With major fighting breaking out in January 1919, the Ukrainians were pushed back and Kyiv fell in February 1919. The government moved to Vinnytsia on 5 February 1919. A political trick took place that the Directorate tried to play with Volodymyr Vynnychenko resignation to demonstrate a change of powers in the Ukrainian government and maybe attain a possible acceptance with the Entente. Symon Petliura has left the party and replaced the Vynnychenko's position who was too well known. Petliura has assumed the position of the Directorate's chairman on 11 February 1919, a week after the government moved to Podolia. The talks, alas, were proved to be without results. By May 1919, the Directorate's armies had been squeezed into a narrow strip of land around Brody. The Directorate then negotiated with the government of Poland, which was attacking the Ukrainians from behind, with this ceasefire, the Ukrainians were able to counter-attack and re-take Podilia and established a new capital in Kamianets-Podilskyi. In July, the UNR's forces were joined by the Western Ukrainian Republic's forces, who had been pushed out of Galicia by the Poles. During that time (May 1919), Denikin and his White Army launched an offensive against the Reds, during the summer and autumn of that year. The White Guards forces pushed the Reds out of the Central and Eastern Ukraine, thus, giving the Directorate another chance to reclaim Kyiv. But the constant Red Guards counter-attacks and a deadly typhus epidemic caused the Petliura forces to be pushed out of Ukraine completely into the well established territory of Poland. A political crisis took place inside the Directorate members of which were heavily interfered in the affairs of the Council of People's Ministers. Because of that, Shvets and Makarenko were sent on the state matters abroad. Later in May 1920, on the request of Petliura to return, they did not reply and were dismissed.

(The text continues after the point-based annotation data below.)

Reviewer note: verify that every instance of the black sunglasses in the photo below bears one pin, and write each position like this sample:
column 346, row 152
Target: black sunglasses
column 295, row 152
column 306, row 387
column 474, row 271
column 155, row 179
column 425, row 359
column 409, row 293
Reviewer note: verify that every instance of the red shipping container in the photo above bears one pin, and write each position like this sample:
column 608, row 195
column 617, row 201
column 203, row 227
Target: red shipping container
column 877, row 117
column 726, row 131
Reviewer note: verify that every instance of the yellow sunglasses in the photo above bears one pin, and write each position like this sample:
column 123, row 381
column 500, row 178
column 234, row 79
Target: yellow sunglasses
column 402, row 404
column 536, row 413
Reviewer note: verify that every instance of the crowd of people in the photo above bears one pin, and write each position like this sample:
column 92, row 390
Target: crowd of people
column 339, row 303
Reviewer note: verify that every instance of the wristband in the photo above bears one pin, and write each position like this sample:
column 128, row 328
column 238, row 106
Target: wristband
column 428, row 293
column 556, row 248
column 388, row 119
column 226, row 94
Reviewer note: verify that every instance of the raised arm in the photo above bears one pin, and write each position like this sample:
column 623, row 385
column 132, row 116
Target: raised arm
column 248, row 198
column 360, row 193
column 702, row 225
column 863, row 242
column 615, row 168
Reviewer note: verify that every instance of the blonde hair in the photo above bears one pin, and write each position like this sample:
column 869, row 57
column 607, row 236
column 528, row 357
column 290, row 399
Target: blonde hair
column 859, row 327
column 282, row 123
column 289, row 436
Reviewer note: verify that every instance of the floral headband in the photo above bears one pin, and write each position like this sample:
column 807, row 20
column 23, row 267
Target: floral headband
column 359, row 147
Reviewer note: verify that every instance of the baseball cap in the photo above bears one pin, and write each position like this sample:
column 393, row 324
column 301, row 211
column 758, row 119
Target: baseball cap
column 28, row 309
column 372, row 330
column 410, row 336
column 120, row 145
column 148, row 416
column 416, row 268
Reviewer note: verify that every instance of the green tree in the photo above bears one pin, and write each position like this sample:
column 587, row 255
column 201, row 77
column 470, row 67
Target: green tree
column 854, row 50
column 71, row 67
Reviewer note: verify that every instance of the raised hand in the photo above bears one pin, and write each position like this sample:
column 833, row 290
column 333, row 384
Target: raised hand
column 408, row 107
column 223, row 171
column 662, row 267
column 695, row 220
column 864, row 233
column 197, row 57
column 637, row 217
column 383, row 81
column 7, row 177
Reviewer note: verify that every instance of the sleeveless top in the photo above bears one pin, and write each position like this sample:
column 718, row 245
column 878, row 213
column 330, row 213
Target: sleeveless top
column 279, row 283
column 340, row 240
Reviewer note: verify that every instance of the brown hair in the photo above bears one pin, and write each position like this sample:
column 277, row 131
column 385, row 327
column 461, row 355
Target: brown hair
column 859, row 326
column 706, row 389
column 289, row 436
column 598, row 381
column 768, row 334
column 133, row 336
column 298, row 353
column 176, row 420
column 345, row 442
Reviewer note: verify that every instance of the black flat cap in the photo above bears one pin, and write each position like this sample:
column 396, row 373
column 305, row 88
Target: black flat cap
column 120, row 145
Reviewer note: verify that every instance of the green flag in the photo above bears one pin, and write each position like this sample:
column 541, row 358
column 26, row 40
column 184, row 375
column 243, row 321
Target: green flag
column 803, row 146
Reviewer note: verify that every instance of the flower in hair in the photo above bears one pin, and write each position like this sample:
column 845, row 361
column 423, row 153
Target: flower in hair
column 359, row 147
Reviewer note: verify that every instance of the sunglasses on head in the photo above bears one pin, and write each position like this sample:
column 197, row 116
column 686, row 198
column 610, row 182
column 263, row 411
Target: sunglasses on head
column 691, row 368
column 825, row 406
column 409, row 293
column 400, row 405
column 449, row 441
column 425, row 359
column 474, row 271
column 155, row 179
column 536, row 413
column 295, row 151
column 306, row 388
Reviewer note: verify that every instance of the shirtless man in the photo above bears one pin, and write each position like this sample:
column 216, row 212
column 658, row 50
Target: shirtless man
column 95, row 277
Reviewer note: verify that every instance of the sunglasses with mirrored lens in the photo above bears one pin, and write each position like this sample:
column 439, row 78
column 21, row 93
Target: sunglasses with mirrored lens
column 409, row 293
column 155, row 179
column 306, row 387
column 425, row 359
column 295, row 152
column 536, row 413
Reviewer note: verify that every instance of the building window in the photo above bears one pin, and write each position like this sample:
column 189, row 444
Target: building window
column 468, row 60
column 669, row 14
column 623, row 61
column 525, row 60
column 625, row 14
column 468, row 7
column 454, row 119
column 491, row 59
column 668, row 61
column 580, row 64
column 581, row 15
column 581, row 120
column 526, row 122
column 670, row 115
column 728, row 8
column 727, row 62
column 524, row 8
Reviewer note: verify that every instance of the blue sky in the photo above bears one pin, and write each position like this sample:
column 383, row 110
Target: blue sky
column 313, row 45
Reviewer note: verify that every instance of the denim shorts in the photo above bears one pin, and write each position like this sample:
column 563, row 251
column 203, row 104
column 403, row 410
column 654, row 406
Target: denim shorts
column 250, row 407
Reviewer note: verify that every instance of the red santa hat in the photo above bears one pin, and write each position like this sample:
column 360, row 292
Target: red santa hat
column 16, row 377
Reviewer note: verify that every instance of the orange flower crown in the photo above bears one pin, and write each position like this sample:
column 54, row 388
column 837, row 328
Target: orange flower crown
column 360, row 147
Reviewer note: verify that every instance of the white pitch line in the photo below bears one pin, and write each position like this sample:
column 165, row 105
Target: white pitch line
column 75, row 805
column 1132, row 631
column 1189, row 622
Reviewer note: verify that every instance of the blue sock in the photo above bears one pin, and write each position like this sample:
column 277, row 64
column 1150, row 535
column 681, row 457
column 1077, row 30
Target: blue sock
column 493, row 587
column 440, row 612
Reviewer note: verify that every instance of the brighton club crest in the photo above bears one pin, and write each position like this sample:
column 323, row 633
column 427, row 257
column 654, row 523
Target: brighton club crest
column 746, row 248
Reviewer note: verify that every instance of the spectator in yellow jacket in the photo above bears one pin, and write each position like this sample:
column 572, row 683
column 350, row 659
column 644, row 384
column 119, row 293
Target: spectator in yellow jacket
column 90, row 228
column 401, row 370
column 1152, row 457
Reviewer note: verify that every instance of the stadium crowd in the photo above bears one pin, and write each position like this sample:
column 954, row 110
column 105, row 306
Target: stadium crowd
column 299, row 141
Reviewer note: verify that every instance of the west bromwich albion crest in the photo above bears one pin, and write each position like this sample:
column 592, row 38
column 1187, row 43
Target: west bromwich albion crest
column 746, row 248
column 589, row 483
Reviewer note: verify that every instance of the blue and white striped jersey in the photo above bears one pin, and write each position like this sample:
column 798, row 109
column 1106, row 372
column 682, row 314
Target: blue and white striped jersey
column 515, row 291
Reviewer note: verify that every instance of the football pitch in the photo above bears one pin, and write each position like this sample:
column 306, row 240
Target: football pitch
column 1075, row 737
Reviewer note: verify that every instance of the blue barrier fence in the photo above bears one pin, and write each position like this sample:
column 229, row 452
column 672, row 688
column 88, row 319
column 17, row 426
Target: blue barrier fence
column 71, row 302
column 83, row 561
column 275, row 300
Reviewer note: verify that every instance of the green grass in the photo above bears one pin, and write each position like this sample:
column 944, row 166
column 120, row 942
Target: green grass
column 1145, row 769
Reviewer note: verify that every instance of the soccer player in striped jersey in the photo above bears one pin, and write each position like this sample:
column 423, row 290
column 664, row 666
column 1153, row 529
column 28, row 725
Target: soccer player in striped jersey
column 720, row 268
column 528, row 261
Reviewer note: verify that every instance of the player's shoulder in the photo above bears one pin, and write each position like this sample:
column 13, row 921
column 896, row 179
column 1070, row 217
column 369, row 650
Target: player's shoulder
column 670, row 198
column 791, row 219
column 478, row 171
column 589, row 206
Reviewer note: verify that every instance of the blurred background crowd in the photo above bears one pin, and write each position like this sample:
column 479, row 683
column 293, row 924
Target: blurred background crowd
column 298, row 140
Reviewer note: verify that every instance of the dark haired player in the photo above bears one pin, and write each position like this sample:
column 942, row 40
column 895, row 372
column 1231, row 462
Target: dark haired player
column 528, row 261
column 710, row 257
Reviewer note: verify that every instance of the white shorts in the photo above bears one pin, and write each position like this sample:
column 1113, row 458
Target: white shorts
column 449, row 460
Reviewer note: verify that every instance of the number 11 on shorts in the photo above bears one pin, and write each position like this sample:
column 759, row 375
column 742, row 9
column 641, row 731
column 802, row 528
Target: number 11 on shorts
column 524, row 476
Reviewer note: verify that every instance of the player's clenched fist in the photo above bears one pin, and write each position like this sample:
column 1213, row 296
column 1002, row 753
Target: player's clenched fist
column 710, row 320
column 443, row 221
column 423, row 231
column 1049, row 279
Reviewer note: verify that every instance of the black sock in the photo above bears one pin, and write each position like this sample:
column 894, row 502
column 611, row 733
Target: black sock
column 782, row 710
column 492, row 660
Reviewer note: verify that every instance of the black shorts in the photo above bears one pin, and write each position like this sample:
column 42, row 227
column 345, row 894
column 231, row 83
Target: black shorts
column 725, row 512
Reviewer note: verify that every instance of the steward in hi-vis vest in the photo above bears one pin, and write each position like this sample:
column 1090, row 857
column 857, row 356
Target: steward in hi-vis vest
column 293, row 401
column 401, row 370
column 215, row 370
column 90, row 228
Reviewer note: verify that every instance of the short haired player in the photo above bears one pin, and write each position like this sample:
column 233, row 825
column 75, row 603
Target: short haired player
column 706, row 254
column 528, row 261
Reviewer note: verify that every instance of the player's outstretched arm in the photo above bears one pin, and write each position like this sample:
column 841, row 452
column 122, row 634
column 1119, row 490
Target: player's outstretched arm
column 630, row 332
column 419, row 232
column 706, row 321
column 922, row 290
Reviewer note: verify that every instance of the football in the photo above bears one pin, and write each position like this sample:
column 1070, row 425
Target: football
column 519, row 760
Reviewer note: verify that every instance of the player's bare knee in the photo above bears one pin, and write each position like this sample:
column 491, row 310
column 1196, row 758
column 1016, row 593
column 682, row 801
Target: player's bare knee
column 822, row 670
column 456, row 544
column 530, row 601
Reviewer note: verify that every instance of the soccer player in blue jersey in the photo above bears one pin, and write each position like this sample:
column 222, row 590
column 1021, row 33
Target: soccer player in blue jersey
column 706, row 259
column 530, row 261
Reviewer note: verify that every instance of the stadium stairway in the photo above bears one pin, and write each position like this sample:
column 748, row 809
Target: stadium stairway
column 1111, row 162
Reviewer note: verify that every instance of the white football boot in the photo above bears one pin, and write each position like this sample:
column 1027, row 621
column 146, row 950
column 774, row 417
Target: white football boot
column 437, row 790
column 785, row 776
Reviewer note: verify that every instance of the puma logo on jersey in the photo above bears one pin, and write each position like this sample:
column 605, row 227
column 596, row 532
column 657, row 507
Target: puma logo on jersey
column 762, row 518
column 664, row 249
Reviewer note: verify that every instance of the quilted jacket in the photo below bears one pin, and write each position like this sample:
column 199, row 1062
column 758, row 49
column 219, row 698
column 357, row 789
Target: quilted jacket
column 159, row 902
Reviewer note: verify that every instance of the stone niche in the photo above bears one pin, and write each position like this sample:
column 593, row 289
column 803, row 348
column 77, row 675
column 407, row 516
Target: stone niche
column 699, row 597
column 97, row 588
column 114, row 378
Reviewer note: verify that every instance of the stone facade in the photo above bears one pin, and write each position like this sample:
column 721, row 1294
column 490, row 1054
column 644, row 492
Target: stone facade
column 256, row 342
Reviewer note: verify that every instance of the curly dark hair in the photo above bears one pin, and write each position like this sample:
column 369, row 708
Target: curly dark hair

In 1920, the Polish Army reorganized with the help from the two new Ukrainian divisions to prepare an offensive against the Denikin's forces. A UNR-Polish Treaty in April 1920 provided for combined operations between the two armies under overall Polish command while recognizing the Polish sovereignty over the territory of the former West Ukrainian People's Republic with the border passing along the Zbruch river. In the Soviet-Polish war of 1920, the Poles and Ukrainians advanced side by side, and the UNR was set up again when they re-took Kyiv. But less than a month later, the Soviet's summer counter-offensive left the Poles and Ukrainians retreating, an armistice was signed in late 1920. With this great disappointment, the UNR forces launched an attack on their own against the Reds from Polish territory, however that was quickly beaten. They were forced back into Galicia. In 1921 Poland concluded the border dispute by the Treaty of Riga with the Soviet Union, thus, canceling the Treaty of Warsaw. The Treaty of Riga divided Western Ukraine among Poland, Czechoslovakia and Hungary and gave the Soviet Union control over the rest of (current) Ukraine (which became the Ukrainian SSR).

==Normative Acts==
At the first stage, the Directorate recovered all of the rights of peasants and workers that were established by the laws passed by the Central Rada:

Until the complete solution of the Land Reform, the Directory of the Ukrainian People's Republic declares that all small peasant's holdings and all worker's holdings to be left for use of their previous owners, while the rest of lands to be transferred to the peasant with little or no land holdings with the priorities to those who joined the Republican forces against the struggle with the former Hetman. The Supreme subordination over the land is carried by the Directory of the Ukrainian People's Republic. This statement concerns also the monastery, church, and government land holdings. For introduction of the Reform there was organized the People's Land Committee...

The Directorate canceled all the codes of the former Hetmanate government concerning workers policies. The eight-hour working day was reestablished as well as the practice of cooperative agreements, the rights on coalition and activist strikes, and various other normative acts.